Editorial - iPhone Creates More Panic in Small-ville

Now that the Apple iPhone has full enterprise support and an amazing business model that developers will flock to, those with feet of clay and small minds are dragging out every possible excuse to avoid one core idea: the iPhone is the best smartphone on the planet, and it's going to become a major force in the mobile phone world.

It's like watching kids squirm when they don't want to take a bath before bedtime. Here are just some of the current arguments from C|Net (1,2) and the WSJ (3,4,5) [Subscription may be required.]

1. Apple wants too much control. Any company that wants to control the security of their product is evil and monopolistic.

2. The prohibition on VOIP over EDGE violates net neutrality. (Got that?) Never mind the fact that VOIP is designed to send voice over a packet switching network, and embedding VOIP inside an IP protocol sent over a digital voice network like EDGE is technical lunacy when the iPhone already has Wi-Fi built in.

3. Apple announced support for Microsoft Exchange. That's unfortunate because it excludes Lotus Notes and Novell systems.

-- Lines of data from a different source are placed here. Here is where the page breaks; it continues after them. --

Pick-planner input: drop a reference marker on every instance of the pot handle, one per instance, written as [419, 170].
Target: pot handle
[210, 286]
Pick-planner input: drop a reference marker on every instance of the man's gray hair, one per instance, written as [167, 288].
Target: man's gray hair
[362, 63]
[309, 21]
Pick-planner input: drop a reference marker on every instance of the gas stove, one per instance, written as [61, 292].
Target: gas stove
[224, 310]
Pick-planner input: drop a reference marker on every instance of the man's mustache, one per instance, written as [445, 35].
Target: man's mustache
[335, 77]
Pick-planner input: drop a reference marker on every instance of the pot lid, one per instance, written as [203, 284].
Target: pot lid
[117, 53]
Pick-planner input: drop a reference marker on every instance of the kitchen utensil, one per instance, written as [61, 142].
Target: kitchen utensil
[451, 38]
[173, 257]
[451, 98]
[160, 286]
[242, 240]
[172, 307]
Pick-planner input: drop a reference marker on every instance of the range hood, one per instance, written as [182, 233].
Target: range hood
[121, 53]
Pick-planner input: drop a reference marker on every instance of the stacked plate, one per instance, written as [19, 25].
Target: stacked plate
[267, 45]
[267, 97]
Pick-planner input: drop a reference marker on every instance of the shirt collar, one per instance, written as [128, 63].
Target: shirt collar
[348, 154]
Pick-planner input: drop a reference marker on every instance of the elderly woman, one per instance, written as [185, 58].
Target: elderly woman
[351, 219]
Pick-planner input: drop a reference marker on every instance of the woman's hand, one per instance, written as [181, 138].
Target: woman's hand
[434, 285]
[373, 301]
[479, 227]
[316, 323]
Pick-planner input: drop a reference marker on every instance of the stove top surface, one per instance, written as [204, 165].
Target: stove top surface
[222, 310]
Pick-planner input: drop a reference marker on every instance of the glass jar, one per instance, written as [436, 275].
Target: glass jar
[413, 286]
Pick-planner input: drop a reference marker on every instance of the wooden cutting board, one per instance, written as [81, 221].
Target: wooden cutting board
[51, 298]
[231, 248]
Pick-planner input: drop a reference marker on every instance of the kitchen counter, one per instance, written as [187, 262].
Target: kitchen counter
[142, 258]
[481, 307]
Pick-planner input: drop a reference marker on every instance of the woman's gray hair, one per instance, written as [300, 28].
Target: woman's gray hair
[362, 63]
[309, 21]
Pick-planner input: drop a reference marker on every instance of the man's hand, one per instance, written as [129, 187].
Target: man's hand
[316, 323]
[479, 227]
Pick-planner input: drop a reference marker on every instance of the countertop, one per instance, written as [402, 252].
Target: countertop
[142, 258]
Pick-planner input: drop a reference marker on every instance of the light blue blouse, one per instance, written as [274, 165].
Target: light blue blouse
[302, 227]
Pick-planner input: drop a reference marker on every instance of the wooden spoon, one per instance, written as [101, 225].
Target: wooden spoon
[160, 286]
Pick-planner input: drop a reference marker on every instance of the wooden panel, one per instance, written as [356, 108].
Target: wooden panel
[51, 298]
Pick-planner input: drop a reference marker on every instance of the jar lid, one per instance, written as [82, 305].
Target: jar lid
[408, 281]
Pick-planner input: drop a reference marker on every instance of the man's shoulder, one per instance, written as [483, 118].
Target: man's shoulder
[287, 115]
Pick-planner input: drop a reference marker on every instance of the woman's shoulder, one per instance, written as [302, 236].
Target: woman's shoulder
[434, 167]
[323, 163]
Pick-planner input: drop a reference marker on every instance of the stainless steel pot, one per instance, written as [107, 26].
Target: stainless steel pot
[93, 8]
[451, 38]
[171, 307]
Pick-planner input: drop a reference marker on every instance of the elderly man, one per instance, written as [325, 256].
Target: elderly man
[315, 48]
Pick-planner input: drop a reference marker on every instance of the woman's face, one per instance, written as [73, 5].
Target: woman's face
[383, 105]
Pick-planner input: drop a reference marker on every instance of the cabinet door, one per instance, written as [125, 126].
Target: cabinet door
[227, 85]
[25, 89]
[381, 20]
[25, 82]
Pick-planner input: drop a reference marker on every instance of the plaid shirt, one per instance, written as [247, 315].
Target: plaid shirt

4. The iPhone only works on the AT&T network, one of the largest GSM networks on the planet. Those companies that insist on using Sprint and Qwest will just be out of luck. Shucks.

5. Businesses that have selected the BlackBerry will be reluctant to switch. Change is awfully upsetting.

Actually, what's upsetting to many is seeing Apple outmaneuver, outthink, and outmarket the competition. For a long time now, it's been the custom to point out that Macs are (finally, grudgingly) really cool, but when it comes to market share, the fact is, Apple is still a small time player. What's being noticed now is that Apple is winning big and that the iPhone, thanks to the technology and business model, is poised to become the next major mobile computing platform, and there is apparently nothing any other company can do about it.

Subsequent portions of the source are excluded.